Boston Scientific Corporation Release: Independent Meta-Analysis Confirms Safety And Efficacy Of TAXUS Stent

NATICK, Mass. and WASHINGTON, Oct. 23 /PRNewswire-FirstCall/ -- Boston Scientific Corporation (NYSE: BSX - News) today announced that an independent meta-analysis of more than 3,500 patients from five clinical trials, conducted by the Cardiovascular Research Foundation, confirmed the Company’s own analysis that the TAXUS® paclitaxel-eluting coronary stent is safe and effective. The new analysis was presented by Gregg W. Stone, M.D., Vice Chairman of the Cardiovascular Research Foundation and Professor of Medicine, Columbia University Medical Center in New York, at a symposium hosted by Boston Scientific in conjunction with the eighteenth annual Transcatheter Cardiovascular Therapeutics (TCT) scientific symposium in Washington, D.C.

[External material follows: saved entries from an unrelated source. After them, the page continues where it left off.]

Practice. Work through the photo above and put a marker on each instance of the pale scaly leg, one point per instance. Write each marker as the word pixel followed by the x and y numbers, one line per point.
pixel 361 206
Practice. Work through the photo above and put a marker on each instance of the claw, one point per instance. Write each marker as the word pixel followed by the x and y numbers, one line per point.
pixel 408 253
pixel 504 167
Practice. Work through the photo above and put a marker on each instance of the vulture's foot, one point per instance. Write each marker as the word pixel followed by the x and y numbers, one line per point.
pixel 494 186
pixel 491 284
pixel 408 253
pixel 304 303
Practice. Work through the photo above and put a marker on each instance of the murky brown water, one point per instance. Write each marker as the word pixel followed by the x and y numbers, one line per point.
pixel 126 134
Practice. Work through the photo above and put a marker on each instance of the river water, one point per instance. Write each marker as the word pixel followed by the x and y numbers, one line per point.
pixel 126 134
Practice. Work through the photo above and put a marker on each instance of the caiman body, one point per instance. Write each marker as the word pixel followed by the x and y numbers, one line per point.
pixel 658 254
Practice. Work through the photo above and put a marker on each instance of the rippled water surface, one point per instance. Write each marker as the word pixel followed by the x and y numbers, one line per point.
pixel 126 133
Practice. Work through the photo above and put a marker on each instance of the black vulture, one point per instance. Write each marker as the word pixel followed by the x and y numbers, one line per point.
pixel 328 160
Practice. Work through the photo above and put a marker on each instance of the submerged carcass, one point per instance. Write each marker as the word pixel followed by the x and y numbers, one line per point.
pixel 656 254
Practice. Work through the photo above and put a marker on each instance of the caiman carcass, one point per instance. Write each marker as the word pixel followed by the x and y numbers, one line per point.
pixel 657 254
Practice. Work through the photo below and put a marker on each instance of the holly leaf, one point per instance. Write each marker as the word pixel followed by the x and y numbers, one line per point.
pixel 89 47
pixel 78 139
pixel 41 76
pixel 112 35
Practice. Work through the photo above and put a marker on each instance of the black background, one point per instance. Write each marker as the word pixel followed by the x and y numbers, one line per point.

The patient-level meta-analysis reported data on the TAXUS stent from the TAXUS I, II, IV, V and VI trials that studied 3,506 patients. A parallel patient-level meta-analysis was also performed on the Cypher® stent from the RAVEL, SIRIUS, E-SIRIUS AND C-SIRIUS trials that studied 1,748 patients, and will be presented in full by Dr. Stone on Tuesday.

The results presented today showed similar rates of freedom from stent thrombosis and similar rates of stent thrombosis beyond one year for both the TAXUS and Cypher stents.

For the TAXUS stent, the rate of freedom from stent thrombosis at up to four years was 98.7 percent (1.3 percent thrombosis rate), compared to a 99.1 percent rate of freedom from stent thrombosis (0.9 percent stent thrombosis rate) in the bare-metal control group. This meta-analysis showed a small but statistically significant (0.40 percent, p = 0.033) increase in the incidence of stent thrombosis after one year for the TAXUS stent as compared to the bare-metal control stent. However, there was no corresponding increase in death or myocardial infarction (MI).

Dr. Stone also presented data that showed for the Cypher stent, the rate of freedom from stent thrombosis over four years was 98.8 percent (1.2 percent stent thrombosis rate), compared to a 99.4 percent rate of freedom from stent thrombosis (0.6 percent stent thrombosis rate) in the bare-metal control group. This meta-analysis also showed a small but statistically significant (0.57 percent, p = 0.025) increase in the incidence of stent thrombosis after one year for the Cypher stent as compared to the bare-metal control stent. This is the first time a statistically significant increase in late stent thrombosis has been reported for the Cypher stent.

The results for up to four years follow-up also showed a trend toward a lower rate of all-cause death, as well as the combination all-cause death or Q-wave MI, for the TAXUS stent compared to its bare-metal control. Despite the 0.4 percent increase in late-stent thrombosis, the all-cause death rate at up to four years was 6.4 percent for the TAXUS stent compared to 7.0 percent for bare-metal (a statistically non-significant decrease). Similarly, the all-cause death or Q-wave MI rate showed a trend toward better outcomes for the TAXUS stent at 7.6 percent compared to 8.1 percent for bare-metal (a statistically non-significant decrease).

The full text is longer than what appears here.